As an authority in the field of Greek antiquities, as well as a scholar of wide learning in various other fields, Professor Mahaffy, of Dublin University, stands in high repute. Among his many published works, in proof of this, are his “Twelve Lectures on Primitive Civilization,” “Prolegomena to Ancient History,” “Social Life in Greece from Homer to Menander,” “Greek Antiquities,” “Rambles and Studies in Greece,” “Greek Life and Thought from Alexander to the Roman Conquest,” “The Greek World under Roman Sway,” and “The Empire of the Ptolemies.” Returning the proof-sheets of “The Threshold Covenant” to the author, he says generously: “Your learning is to me quite astonishing, and I could not venture to criticise you except in a passing way, as I read your proofs hastily. But you will find [on them] rough notes in pencil, only to show what I thought at the moment.”
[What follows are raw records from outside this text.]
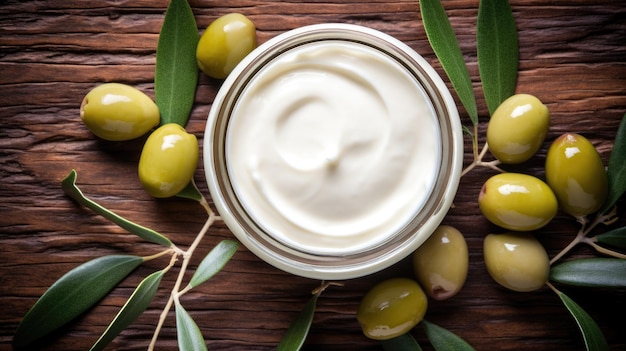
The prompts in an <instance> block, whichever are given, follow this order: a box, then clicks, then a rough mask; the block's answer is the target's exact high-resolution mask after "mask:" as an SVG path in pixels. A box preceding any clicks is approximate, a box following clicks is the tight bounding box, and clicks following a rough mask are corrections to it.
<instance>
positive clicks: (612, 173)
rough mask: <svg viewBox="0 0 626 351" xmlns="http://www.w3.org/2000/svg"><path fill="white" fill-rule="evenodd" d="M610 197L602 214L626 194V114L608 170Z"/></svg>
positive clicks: (623, 118)
mask: <svg viewBox="0 0 626 351" xmlns="http://www.w3.org/2000/svg"><path fill="white" fill-rule="evenodd" d="M607 176H608V178H609V196H608V198H607V199H606V201H605V203H604V206H602V209H601V210H600V213H607V212H608V211H610V210H611V209H612V208H613V206H615V204H616V203H617V200H619V198H620V197H622V195H624V192H626V114H625V115H624V116H623V117H622V121H621V122H620V125H619V128H618V129H617V135H616V136H615V143H614V144H613V150H612V151H611V156H610V157H609V166H608V169H607Z"/></svg>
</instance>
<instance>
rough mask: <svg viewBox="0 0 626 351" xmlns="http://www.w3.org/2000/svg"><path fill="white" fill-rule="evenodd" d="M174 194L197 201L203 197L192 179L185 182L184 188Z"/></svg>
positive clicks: (185, 198)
In comment on the custom, in many lands, of carrying out the dead from a house or a city through a special door or gate, instead of over the threshold at the principal entrance,[[717]] he says: “At present, in the farmhouses about Hoorn, in Holland, there is a state door opened only for marriages and funerals. The family use a side or back door only.”[[718]] Again, “the ἱερὰ πύλη (hiera pule, ‘sacred gate’) at Athens seems to have been an accursed gate, through which criminals only were led out.”
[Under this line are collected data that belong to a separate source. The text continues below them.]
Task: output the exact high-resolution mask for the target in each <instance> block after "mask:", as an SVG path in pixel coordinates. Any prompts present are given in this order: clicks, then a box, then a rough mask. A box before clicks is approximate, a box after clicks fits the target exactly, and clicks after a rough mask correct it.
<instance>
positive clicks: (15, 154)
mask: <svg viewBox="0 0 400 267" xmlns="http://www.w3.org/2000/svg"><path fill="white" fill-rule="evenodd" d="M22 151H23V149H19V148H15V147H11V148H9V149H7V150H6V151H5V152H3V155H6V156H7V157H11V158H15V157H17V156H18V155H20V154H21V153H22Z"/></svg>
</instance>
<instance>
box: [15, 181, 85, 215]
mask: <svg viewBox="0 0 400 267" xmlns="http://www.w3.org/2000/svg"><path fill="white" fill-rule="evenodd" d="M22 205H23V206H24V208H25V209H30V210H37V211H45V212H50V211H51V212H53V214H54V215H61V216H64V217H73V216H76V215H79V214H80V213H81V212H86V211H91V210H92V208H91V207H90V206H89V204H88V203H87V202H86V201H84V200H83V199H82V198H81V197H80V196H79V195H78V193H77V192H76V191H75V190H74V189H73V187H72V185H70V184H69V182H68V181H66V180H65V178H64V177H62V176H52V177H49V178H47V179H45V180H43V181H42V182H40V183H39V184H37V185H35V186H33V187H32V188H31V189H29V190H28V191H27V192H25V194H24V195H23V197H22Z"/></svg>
In confirmation of the claim that human life, or blood, was deemed essential in the foundation, or the threshold laying of a city,[[719]] Professor Mahaffy says: “Great Hellenistic cities, as, for instance, Antioch, had a girl sacrificed at their foundation. It was she, apparently, that afterwards appeared as the personification of the city, ἡ τύχη [hē tuchē, ‘the fortune,’] as it was called.”
“The ‘red hand of the O’Neills’ is a famous coat-of-arms well known in Ireland. Lord O’Neill now bears it.”
As to my assumption that the first hearthstone must have been, in the nature of things, at the threshold of the cave or tent or hut, as it still is among primitive peoples, and that the first stone laid at the corner, or at the doorway, of a house or building, was, by the very fact of its first laying, the threshold of that structure, Professor Mahaffy says: “I don’t believe in the identification of (1) foundation stone, (2) threshold, (3) house corner, (4) hearthstone, without clear proof.”